As owner of South Bristol-based JK Custom Woodworking, no two projects are the same for Jonathan “Jon” Kelsey.
Kelsey started working as a carpenter and craftsman in the late 1990s, he said. After high school graduation, he attended Goddard College in Plainfield, Vt., but left soon after.
“I was pursuing sculpture, but it became very clear that it wasn’t what I was meant to be doing,” Kelsey said.
He returned to South Bristol, where generations of his family have lived, and began working at Farrin’s Boat Shop in Walpole. A client gave Kelsey an application for The Landing School of Boatbuilding and Design in Kennebunkport, which he went on to attend.
After working in Nantucket, Mass. for a few years, Kelsey again came home to South Bristol in 2003 and began JK Custom Woodworking, where he builds everything from cabinets to homes.
JK Custom Woodworking’s new workshop in South Bristol is the third incarnation of the business’s headquarters, Kelsey said. Originally the business was in a boathouse on his parents’ property before moving to River Road in Edgecomb. After a while, however, Kelsey tired of the commute and began to consider moving the business closer to home.
On Dec. 16, 2015, he poured the concrete for the workshop at 1700 Route 129 in South Bristol, property that once belonged to his maternal grandfather, Alec Ropes, a “jack-of-all-trades kind of guy” who was also a woodworker, Kelsey said.
“It’s pretty cool to be doing the same thing he was doing on what used to be his property,” Kelsey said.
After Kelsey spent close to a year of nights and weekends working on the new building, JK Custom Woodworking officially relocated to its current South Bristol home in the fall of 2016. The building has undergone “constant tweaking” ever since, Kelsey said.
“I set out with the goal to build as close to a perfect working environment as possible, so it’s a work in progress,” Kelsey said.
Kelsey has worked on a wide variety of projects, including fences, gates, furniture, and cabinets. The planning process for each project can vary based on the client, he said.
“Sometimes people come to you with fully engineered drawings. They know exactly what they want and all you need to do is build it for them,” Kelsey said. “Other times you have to work with the customer to find out kind of what they’re looking for. They could have an idea in their head that they don’t know how to verbalize, so you talk it through with them until you have a plan.”
Kelsey has anywhere from three to six projects ongoing at a time, but he’s trying to refine his schedule to only have one focus at a time. Each project could take anywhere from two to six months, depending on how complicated it is.

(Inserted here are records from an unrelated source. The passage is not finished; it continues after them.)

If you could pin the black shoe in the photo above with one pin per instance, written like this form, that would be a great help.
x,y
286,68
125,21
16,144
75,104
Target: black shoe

JK Custom Woodworking also creates custom guitars, some of which are Kelsey’s all-time favorite projects due to the challenges they provide.
“The level of precision is beyond anything else,” Kelsey said. “We’re talking 1,000ths of an inch being the difference between getting it right and having something sound off.”
While he builds the body of the guitars out of wood, the necks are made from carbon fiber, providing stability to ensure the guitar doesn’t warp in inclement weather, Kelsey said. The finished product is “a perfect marriage between boat building and woodworking,” he said.
In addition to working on guitars on his own, Kelsey also worked part-time for NS Design, a Nobleboro-based company founded by Ned Steinberger. Kelsey spoke highly of Steinberger, whom he has continued building prototype instruments for.
One of the “absolute high points” of Kelsey’s life was when he delivered an NS Design guitar he built to Phish bassist Mike Gordon before a show at Madison Square Garden in New York City in 2012.
Some of Kelsey’s work can be seen at the Newcastle Publick House, which uses some of his discarded guitar necks as tap handles.
Most of Kelsey’s clients have found him through word of mouth, which is “really the biggest compliment,” he said.
“It means that someone who I did work for recommended me, that they loved what I built here and they wanted to tell other people about it,” he said.
“Everything I build, I try to make it the best it can possibly be, because I know my name’s on it, literally,” Kelsey said.